As James mentioned, it sounds as though you need to adjust the silence threshold (though it looks like he referred to it as the "volume threshold").
He links to a different video than I did -- I had forgotten about that video. What it explains is quite important if you want to use the always on feature, particularly if you're in a noisy-ish environment. Here is the exact point where the explanation of the always on feature begins:
&feature=youtu.be&t=2m35s
If you are in an environment that has more constant background noise in it, you'll need to experiment with raising the silence threshold.
In terms of the messages you're seeing on the screen, as the video explains, when the mic is on it's always recording/sending the data until it detects silence. Only once it *detects silence* can VC do something with that data.

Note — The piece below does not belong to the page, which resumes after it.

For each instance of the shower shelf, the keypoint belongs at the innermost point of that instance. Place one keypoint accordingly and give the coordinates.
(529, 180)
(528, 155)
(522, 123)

So, if your silence threshold is too low, it will basically assume the background noise is data, keep recording, and never detect silence.
The important message on-screen is not the "sending audio" message, but the subsequent "silence detected" message--and following that, the data about min/avg/max volume thresholds (as explained in the video).
Maybe the reason it seems to be processing the command when you touch the other button is that that is the point at which it recognizes a significant enough change in the audio it's receiving? I don't know about that--seems weird. But the main point is: watch the video and experiment with the silence threshold setting accordingly and let us know if that helps.
Also, maybe you know this, but if you tap on the previously recognized command displayed onscreen (whether or not the confidence was high enough), that also sends the message. Any chance that is what is happening, at least some of the time?